PHOENIX (AP) — Arizona Superintendent of Public Instruction John Huppenthal broke down in tears Wednesday at the end of a news conference where he apologized for posting an anonymous blog comment that denigrated welfare recipients and other postings that were seen by some as racist.
Huppenthal was barely composed from the beginning of the packed news conference at the state Board of Education’s meeting room near the Capitol, but he finally lost his composure after about a half hour when he tried to explain how those comments had most affected his longtime assistant.
“We can imagine the emotional impact. I have talked to people who have been hurt by the hour,” Huppenthal said. The person I feel most — to the point of my own tears — is my assistant Merle. She has been with me for …. “
Huppenthal then broke down completely and left the room.
The state’s top education officials, however, said he would neither resign his position nor drop out of the Republican primary, where he faces a challenge from a conservative who is campaigning to get the state to drop new Common Core standards.
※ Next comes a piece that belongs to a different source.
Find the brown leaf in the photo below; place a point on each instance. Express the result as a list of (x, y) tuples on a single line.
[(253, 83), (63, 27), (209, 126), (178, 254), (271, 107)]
He also said he would not back away from his support for the standards “that are hugely controversial among the conservative elements of Arizona.”
Huppenthal has been peppered with criticism for a week, ever since it became public that he had posted on both conservative and liberal blogs under pseudonyms for several years. Among the posts dating to 2011, when he took his current office, was one that denigrated both President Barack Obama and welfare recipients.
“Obama is rewarding the lazy pigs with food stamps (44 million people), air-conditioning, free health care, flat-screen TV’s (typical of “poor” families).”
Another earlier set of comments that came to light this week credited former state Sen. Russell Pearce, the author of the state’s tough anti-illegal immigration law, with bringing down crime rates. But he went on to call on immigrant to assimilate, and quickly.
“No spanish radio stations, no spanish billboards, no spanish tv, no spanish newspapers,” he wrote. “This is America, speak English.”
A former superintendent of public instruction, Lisa Graham Keegan, was among several community members who called Wednesday for Huppenthal to resign. She said his comments were so damaging that he can’t effectively lead the state’s school agency.
“The No. 1 issue for the person who holds the job of superintendent of public instruction is deep respect and community with the people that we serve and those that we work with,” said Keegan, who served from 1995-2001 as a Republican but now is an independent. “John Huppenthal’s comments have violated that sacred bond.”
Others at the news conference where Keegan spoke echoed her comments.
“We wouldn’t take the comments that John Huppenthal has said from a student body president. We wouldn’t take it from a principal at a school,” said Lawrence Robinson, a Roosevelt School District board member. “We certainly will not take it from the person responsible for representing all of our public schools and our education.”
Huppenthal faces a primary challenge from Diane Douglas, a conservative Republican who has attacked the incumbent for his support of the Common Core standards. Two Democrats, David Garcia and Sharon Thomas, are also in the race.